Chicago and Harold Washington
Harold Washington was known as Chicago’s first African American mayor (1983-87) and as a reform mayor who presided over a drastic reduction in patronage jobs, the death of “the machine as we knew it” in the face of massive city council resistance – a period called “council wars.” Washington’s innovative, neighborhood-oriented economic policy is less well known. City planner Robert Mier and a set of local academics and activists had created the Rehab Network and the Community Workshop in Economic Development, and their ideas infused Washington’s campaign. Mier later became Commissioner of Economic Development, and many others became involved in administrative posts or in continued neighborhood activism pressuring the city administration.
For retrospective work on the Washington mayoralty, see Gary Rivlin, Fire on the Prairie (1992). See Pierre Clavel and Wim Wewel, eds., Harold Washington and the Neighborhoods (1991) for chapters by city workers and community activists.
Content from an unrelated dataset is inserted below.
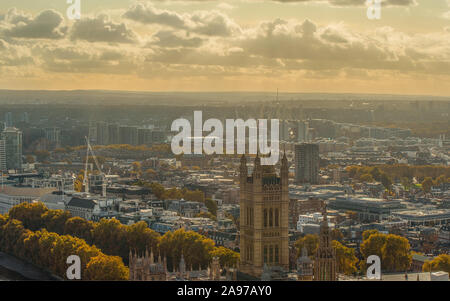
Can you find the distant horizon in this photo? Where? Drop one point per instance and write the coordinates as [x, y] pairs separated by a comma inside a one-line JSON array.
[[314, 46], [274, 93]]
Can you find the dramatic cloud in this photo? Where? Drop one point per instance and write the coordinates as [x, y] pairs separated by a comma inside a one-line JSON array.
[[84, 58], [101, 29], [12, 55], [171, 39], [354, 2], [164, 44], [208, 23], [46, 25]]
Joel Rast, Remaking Chicago: The Political Origins of Urban Industrial Change (1999), recounts the development of a neighborhood oriented economic policy and its promulgation for a number of years in the successor mayoralty of Richard M. Daley. Robert Mier’s Social Justice and Local Development Policy (1993) recounts his work, with co-authors from among his colleagues. See also Norman Krumholz and Pierre Clavel, Reinventing Cities: Equity Planners Tell Their Stories (Philadelphia: Temple University Press, 1994) and Cornell doctoral theses: Xolela Mangcu, “Harold Washington and The Cultural Transformation of Local Government in Chicago, 1983-1987″ (1997) and Kenneth Reardon, “Local Economic Development in Chicago 1983-1987″ (1990). A recent addition would be Pierre Clavel, Activists in City Hall: The Progressive Response to the Reagan Era in Boston and Chicago (2010).
Series VIII: Chicago
Research by Kenneth Reardon, Xolela Mangcu, and Pierre Clavel, and contributions from many others, are reflected in the Cornell collection. At this time, there are 40 city documents and other items from the neighborhood movement, 32 news clippings covering mainly the years 1980-1988, and eight longer manuscripts and published articles. There is also a 25-minute video, “Harold Washington and the Neighborhoods,” produced by Wim Wiewel and Pierre Clavel in 1991.
Other archival sources include the “Harold Washington Neighborhood Papers” collection, at the Chicago Historical Society, and collections at the Harold Washington Library in Chicago.